IRS Publication 504 (Divorced or Separated Individuals) covers federal alimony tax rules in plain language, including the pre-2019 and post-2019 split [6]. The publication is updated annually. The statutory authority sits in 26 U.S.C. § 215 (deduction) and 26 U.S.C. § 61 (income inclusion), both amended by the TCJA for post-2018 agreements [9].
For the California court process and divorce paperwork, the California Courts Self-Help Center (courts.ca.gov/selfhelp) has guides for each step of an uncontested divorce, including how spousal support shows up in the judgment forms [8].
If your situation involves a pre-2019 agreement, a tax professional who handles divorce-related returns is worth the cost. The California Society of CPAs and the State Bar of California both run referral services. You can also review your divorce papers to confirm the execution date, which controls which tax rules apply.
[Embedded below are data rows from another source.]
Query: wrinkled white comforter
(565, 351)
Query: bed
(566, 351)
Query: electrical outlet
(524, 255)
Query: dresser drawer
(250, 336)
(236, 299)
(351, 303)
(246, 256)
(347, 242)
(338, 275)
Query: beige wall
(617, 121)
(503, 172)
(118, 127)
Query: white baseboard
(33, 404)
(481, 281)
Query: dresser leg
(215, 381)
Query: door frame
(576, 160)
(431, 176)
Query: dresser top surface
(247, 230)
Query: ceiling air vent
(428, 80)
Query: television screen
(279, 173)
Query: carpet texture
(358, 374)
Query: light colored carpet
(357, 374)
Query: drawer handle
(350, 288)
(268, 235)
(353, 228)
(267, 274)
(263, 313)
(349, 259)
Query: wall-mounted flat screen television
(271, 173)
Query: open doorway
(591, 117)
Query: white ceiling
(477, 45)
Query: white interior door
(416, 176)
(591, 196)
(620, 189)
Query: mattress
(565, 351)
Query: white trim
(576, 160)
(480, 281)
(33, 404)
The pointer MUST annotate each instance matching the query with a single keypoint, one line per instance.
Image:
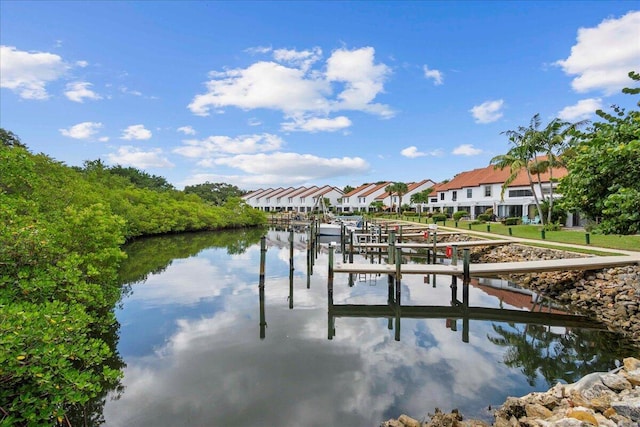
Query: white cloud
(316, 124)
(302, 59)
(604, 55)
(262, 85)
(132, 156)
(27, 73)
(136, 132)
(583, 109)
(295, 165)
(187, 130)
(295, 89)
(223, 145)
(84, 130)
(363, 80)
(79, 91)
(412, 152)
(258, 50)
(435, 75)
(268, 170)
(488, 111)
(466, 150)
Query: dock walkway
(493, 269)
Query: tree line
(61, 231)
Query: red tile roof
(490, 175)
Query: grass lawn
(613, 241)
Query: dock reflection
(451, 314)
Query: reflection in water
(194, 357)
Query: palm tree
(421, 198)
(521, 156)
(553, 141)
(399, 188)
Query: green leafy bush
(512, 221)
(459, 215)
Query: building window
(520, 193)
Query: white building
(477, 190)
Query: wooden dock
(492, 269)
(439, 245)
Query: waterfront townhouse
(311, 198)
(478, 190)
(392, 200)
(360, 199)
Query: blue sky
(263, 94)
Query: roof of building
(491, 175)
(358, 190)
(377, 187)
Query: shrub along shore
(61, 231)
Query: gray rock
(630, 408)
(615, 382)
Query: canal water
(202, 348)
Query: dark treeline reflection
(154, 254)
(148, 256)
(564, 356)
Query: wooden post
(291, 251)
(263, 321)
(435, 250)
(309, 267)
(330, 277)
(343, 244)
(291, 289)
(398, 273)
(263, 252)
(351, 247)
(466, 279)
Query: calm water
(191, 340)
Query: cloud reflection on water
(212, 368)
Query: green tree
(521, 156)
(215, 193)
(604, 166)
(142, 179)
(420, 198)
(399, 189)
(552, 141)
(376, 205)
(10, 139)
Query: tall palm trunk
(535, 196)
(550, 194)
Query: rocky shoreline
(611, 296)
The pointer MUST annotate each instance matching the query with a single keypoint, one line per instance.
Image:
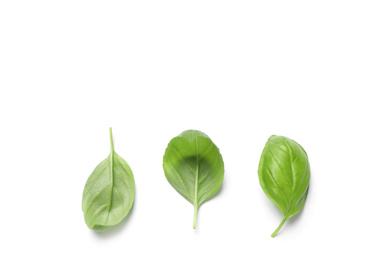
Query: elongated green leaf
(284, 175)
(193, 165)
(109, 192)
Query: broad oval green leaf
(284, 175)
(194, 166)
(109, 192)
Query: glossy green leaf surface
(193, 165)
(284, 175)
(109, 192)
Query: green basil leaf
(193, 165)
(284, 175)
(109, 192)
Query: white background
(315, 71)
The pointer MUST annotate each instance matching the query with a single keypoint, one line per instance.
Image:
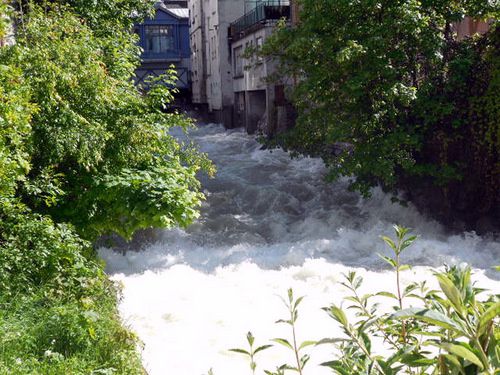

This article is general information, not legal or tax advice. Your specific situation may differ. Talk to a licensed attorney or tax professional before making decisions that affect your taxes or legal rights.
Frequently asked questions
Is alimony I receive in California considered income?
For divorces finalized after December 31, 2018, no. Alimony (spousal support) is not taxable income at the federal or California state level. You do not report it on your Form 1040 or California Form 540. For divorces finalized on or before that date, alimony is still ordinary income and must be reported.
Can I deduct alimony payments I make to my ex in California?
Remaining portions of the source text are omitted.